L’arrivée de la VAR à partir de ces huitièmes ne se sera pas attirée que des copains. Entre le pénalty concédé dans les dernières minutes du match retour au Parc pour une main involontaire de Kimpembe et celui, complètement imaginaire, que le Barça récolte à domicile au début du match retour avec Suarez, ça râle ça râle. Il faut dire que la technologie n’a pas la science infuse et donc parfois la technologie ne marche pas mais les arbitres ont une fâcheuse tendance à être plus clément dans ces cas-là comme accorder un pénalty parce que la technologie n’a pas marché. Ces histoires me rappellent quelque peu les problèmes avec la goal-line technology qui ne signalait pas toujours les buts ou qui parfois vibrait sans raison. On se souvient bien d’ailleurs, début 2018, comment la LFP avait décidé de suspendre son accord avec Goal Control après de nombreuses défaillances du système avec les caméras qui perdaient le ballon et le fait qu’on pouvait faire vibrer la montre manuellement si on avait un doute. Là où je suis de plus en plus surprise c’est qu’en mettant de plus en plus d’arbitres on assiste toujours à des erreurs qui changent complètement la physionomie d’un match au plus haut niveau européen. Quand on sait ce qu’un but peut représenter en terme financier pour un club à ce stade-là, c’est presque cruel de se dire que ces millions se jouent à une VAR fonctionnelle ou non. 

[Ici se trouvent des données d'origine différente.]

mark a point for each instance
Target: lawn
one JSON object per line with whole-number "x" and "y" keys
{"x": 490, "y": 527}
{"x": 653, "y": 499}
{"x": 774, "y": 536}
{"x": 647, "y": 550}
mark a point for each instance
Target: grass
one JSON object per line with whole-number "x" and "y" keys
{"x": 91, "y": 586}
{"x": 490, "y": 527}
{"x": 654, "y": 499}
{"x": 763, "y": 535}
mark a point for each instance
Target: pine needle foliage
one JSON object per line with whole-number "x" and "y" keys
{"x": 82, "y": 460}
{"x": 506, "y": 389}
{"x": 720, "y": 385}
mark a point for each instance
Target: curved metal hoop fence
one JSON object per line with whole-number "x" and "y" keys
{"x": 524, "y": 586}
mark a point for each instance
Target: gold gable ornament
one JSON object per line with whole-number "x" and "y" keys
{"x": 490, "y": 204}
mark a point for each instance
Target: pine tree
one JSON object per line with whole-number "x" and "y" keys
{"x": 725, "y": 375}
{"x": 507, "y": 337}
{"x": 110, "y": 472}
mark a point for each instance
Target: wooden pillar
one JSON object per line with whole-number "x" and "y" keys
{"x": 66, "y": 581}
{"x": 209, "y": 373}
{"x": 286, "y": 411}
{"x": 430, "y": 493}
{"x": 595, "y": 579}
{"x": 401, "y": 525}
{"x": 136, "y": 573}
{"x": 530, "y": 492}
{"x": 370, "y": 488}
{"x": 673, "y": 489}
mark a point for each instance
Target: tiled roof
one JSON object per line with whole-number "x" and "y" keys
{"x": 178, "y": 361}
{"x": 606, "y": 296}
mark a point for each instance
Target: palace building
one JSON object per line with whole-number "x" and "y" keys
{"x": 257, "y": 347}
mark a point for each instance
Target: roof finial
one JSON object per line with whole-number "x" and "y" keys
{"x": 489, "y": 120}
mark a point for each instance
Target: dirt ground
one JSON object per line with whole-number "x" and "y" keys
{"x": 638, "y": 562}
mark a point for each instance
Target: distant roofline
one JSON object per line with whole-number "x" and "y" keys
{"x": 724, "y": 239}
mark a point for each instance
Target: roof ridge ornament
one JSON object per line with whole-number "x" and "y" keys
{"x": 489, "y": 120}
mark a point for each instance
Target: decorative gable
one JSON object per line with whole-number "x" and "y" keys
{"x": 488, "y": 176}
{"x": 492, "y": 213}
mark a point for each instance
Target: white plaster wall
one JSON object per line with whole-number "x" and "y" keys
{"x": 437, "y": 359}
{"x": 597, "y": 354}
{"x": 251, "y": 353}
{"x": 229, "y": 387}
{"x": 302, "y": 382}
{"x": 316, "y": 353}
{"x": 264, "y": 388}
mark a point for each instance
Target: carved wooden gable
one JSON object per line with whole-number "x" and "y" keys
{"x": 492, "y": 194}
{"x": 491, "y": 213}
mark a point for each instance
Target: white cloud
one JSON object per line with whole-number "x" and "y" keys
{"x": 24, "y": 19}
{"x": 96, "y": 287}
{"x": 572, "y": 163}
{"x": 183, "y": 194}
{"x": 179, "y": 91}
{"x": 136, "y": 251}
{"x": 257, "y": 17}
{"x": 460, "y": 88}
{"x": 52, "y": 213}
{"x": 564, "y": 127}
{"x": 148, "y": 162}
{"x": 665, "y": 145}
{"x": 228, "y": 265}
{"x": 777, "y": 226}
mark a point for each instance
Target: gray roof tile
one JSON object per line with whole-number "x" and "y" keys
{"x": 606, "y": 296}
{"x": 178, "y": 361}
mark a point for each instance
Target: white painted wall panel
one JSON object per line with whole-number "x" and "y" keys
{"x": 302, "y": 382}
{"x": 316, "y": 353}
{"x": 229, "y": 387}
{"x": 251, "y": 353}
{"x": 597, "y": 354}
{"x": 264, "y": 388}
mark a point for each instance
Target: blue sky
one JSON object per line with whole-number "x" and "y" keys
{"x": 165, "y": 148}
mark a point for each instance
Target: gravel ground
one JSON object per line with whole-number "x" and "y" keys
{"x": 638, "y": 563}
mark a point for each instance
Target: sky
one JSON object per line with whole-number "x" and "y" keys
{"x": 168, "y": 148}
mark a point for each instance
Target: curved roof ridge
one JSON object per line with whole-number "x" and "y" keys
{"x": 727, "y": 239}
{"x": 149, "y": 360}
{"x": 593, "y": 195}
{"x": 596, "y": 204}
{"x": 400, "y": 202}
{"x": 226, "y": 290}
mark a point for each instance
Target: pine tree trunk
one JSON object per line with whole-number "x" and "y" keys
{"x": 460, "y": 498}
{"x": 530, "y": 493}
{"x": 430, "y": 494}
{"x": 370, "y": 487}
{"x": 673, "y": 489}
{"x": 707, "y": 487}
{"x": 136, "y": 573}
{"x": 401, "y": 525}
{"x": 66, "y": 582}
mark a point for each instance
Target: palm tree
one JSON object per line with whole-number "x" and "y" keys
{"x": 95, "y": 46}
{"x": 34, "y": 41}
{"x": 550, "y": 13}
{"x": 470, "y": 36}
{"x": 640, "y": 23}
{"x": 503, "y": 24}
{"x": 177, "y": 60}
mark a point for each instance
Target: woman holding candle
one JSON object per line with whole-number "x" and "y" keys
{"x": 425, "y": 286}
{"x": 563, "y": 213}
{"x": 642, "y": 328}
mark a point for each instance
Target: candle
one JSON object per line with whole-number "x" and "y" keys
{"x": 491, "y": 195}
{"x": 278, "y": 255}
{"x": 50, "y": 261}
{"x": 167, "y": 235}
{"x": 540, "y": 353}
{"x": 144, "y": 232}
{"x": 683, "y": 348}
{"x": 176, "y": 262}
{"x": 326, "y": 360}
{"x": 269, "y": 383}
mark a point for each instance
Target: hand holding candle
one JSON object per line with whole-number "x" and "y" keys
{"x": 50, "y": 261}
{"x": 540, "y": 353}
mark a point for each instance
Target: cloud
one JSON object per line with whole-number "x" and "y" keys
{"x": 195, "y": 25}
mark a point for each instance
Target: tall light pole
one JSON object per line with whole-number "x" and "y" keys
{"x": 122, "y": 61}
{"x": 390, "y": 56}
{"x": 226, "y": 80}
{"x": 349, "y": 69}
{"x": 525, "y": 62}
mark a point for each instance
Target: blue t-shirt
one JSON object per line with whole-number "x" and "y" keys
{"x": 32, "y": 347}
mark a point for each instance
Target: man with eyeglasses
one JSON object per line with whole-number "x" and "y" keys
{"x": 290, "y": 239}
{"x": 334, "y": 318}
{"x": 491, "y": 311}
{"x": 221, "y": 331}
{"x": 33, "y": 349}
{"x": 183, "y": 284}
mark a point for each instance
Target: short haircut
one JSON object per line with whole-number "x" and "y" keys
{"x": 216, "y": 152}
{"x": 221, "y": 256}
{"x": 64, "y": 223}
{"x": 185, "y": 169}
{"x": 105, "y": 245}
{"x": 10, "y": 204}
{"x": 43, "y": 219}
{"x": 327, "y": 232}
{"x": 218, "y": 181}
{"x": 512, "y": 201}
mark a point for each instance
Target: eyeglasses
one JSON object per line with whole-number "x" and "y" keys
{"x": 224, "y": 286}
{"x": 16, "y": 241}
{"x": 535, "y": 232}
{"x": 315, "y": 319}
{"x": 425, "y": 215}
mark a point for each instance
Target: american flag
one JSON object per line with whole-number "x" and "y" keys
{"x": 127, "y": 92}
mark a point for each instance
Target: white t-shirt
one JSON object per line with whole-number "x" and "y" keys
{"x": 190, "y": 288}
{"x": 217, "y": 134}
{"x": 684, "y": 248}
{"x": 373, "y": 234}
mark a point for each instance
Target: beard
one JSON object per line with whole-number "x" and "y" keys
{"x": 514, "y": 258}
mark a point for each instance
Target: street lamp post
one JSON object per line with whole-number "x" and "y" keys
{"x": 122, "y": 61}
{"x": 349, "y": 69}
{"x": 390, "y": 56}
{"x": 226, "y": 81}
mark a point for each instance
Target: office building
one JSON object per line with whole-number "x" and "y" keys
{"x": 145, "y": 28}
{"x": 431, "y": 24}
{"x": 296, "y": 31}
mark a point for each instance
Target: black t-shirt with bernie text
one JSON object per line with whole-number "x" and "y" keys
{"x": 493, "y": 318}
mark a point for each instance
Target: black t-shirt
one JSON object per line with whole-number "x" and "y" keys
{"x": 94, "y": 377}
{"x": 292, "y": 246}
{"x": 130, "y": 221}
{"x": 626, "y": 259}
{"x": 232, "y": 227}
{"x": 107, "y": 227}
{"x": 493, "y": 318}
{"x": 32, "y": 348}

Mais c’est aussi ça la magie du football et c’est aussi pour ces coups de gueule que journée après journée, on regarde ces matchs. On regarde du football parce qu’on veut que notre équipe gagne mais on regarde aussi le football en attendant la première faute, la première polémique qui animera les foules, qu’on pourra commenter et qui sera notre excuse pour justifier la défaite. On suit les parcours en coupe d’Europe le cœur remplit d’espoir, avec cette envie d’y croire tout en sachant qu’on vit quelque chose d’exceptionnel que tout supporter ne vivra pas et qu’il faut profiter de ces instants. Le football n’est pas parfait et c’est pour ça qu’on l’aime. Si tous les joueurs réussissaient leurs passes, si chaque coup franc étant rentrant alors ce sport n’aurait plus aucun intérêt. Être passionné de football, c’est entretenir une relation amour-haine avec un sport qui tantôt vous procure une joie immense, tantôt vous envahit de désespoir. 

Alors oui, l’Europe a éjecté momentanément le drapeau bleu-blanc-rouge mais ça n’enlève rien au fait que la saison prochaine, à notre retour, on continuera à râler contre l’arbitrage, contre la VAR, contre les contre-performances et les statistiques déjouées parce que vous savez quoi, je crois qu’on aime ça et qu’à défaut de gagner en coupe d’Europe, râler est dans l’ADN des clubs français.